Seguendo questi suggerimenti, nella prelatura dell’Opus Dei si è voluto rafforzare i mezzi di prevenzione degli abusi e la formazione permanente dei sacerdoti che offrono assistenza pastorale individuale per mezzo dell’accompagnamento spirituale nel sacramento della penitenza. Questa formazione consente di aiutare i sacerdoti a mantenere viva la loro identificazione sacramentale con Cristo e offrire un servizio efficace agli altri nel loro cammino spirituale.

[1] San Josemaría, Nota da una riunione familiare, 18-VI-1972, citata da J. Echevarría, Lettera per una nuova evangelizzazione, 11-XII-2012.

[2] Mons. Javier Echevarría, Gli insegnamenti di San Josemaría per i sacerdoti,, 28 marzo 2009. Conferenza sul sacerdozio in occasione dell’anniversario dell’ordinazione di San Josemaría.

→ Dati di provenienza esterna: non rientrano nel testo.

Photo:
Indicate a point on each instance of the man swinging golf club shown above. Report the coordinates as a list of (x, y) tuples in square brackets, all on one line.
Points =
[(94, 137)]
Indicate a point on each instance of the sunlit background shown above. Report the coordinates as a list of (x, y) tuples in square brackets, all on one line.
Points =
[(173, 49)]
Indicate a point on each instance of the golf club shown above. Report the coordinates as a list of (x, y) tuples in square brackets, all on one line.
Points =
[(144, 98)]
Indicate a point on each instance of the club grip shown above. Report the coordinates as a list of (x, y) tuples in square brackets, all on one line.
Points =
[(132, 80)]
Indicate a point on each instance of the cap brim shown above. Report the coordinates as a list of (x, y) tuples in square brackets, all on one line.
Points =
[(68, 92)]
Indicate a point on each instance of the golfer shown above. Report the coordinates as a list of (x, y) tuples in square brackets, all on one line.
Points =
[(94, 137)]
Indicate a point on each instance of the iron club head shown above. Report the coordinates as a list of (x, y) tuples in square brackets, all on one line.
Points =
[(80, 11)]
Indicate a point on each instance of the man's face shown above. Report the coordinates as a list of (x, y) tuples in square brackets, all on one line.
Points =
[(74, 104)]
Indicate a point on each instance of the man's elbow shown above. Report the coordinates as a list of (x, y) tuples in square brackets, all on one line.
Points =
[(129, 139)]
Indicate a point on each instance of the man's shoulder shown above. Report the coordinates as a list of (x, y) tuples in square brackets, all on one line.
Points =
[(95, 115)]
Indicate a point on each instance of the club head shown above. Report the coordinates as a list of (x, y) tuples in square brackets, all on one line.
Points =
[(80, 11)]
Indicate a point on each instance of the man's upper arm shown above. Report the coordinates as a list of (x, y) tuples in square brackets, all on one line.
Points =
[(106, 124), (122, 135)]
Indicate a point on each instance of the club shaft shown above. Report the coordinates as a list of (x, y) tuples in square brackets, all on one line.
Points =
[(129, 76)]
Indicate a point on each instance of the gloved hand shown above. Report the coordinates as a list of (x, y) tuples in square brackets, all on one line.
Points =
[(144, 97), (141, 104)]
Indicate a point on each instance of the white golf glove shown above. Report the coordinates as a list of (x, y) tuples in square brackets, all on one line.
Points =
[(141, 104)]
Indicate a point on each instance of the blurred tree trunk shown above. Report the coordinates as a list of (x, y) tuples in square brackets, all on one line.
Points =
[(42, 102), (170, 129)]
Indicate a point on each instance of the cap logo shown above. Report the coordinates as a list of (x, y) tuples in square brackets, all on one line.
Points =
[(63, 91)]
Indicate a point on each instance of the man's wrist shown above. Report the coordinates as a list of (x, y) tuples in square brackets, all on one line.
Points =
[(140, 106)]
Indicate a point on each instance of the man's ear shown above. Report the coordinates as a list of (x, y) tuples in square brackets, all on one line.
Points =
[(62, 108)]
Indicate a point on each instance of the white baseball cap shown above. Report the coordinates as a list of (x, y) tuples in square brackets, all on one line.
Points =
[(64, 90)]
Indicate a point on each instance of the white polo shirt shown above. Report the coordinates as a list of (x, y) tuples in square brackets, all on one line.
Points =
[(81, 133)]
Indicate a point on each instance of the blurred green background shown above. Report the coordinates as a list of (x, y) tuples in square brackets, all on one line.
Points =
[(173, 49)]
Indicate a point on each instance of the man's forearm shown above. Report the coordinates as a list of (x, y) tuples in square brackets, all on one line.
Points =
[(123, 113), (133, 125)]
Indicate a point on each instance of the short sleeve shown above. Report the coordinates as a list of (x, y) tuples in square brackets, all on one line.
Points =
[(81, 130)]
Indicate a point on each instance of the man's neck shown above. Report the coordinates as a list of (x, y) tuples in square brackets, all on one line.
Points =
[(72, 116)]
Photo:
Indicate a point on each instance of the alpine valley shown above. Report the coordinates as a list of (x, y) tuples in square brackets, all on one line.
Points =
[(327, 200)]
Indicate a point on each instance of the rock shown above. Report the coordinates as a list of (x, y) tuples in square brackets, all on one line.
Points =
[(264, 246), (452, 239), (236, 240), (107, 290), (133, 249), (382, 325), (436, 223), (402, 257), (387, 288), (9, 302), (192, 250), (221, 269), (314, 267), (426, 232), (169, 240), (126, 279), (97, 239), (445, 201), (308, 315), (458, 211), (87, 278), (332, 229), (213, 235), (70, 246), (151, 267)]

[3] San Josemaría Escrivá de Balaguer, Lettera 8-VIII-1956, n. 25.

[4] San Josemaría, Amare la Chiesa, cap. 3, n. 35.

[5] Ibid. n.36.

[6] San Josemaría, Discorsi sull’università, n. 5. Parole pronunciate durante la inaugurazione del Centro Elis, opera corporativa dell’Opus Dei, benedetta da san Pablo VI.

[7] Ibid.

[8] San Josemaría, Amare laChiesa, cap.3, n. 50,

[9] Ibíd. n. 59.

[10] Papa Francesco, Lettera apostolica in forma di “Motu Proprio”, “Vos estis lux Mundi”, 2019.

[11] Fernando Ocáriz, Lettera ottobre 2020, n. 22.

[12] Papa Francisco, Lettera del Santo Padre Francesco ai sacerdoti nel 160° anniversario della morte del Curato d’Ars.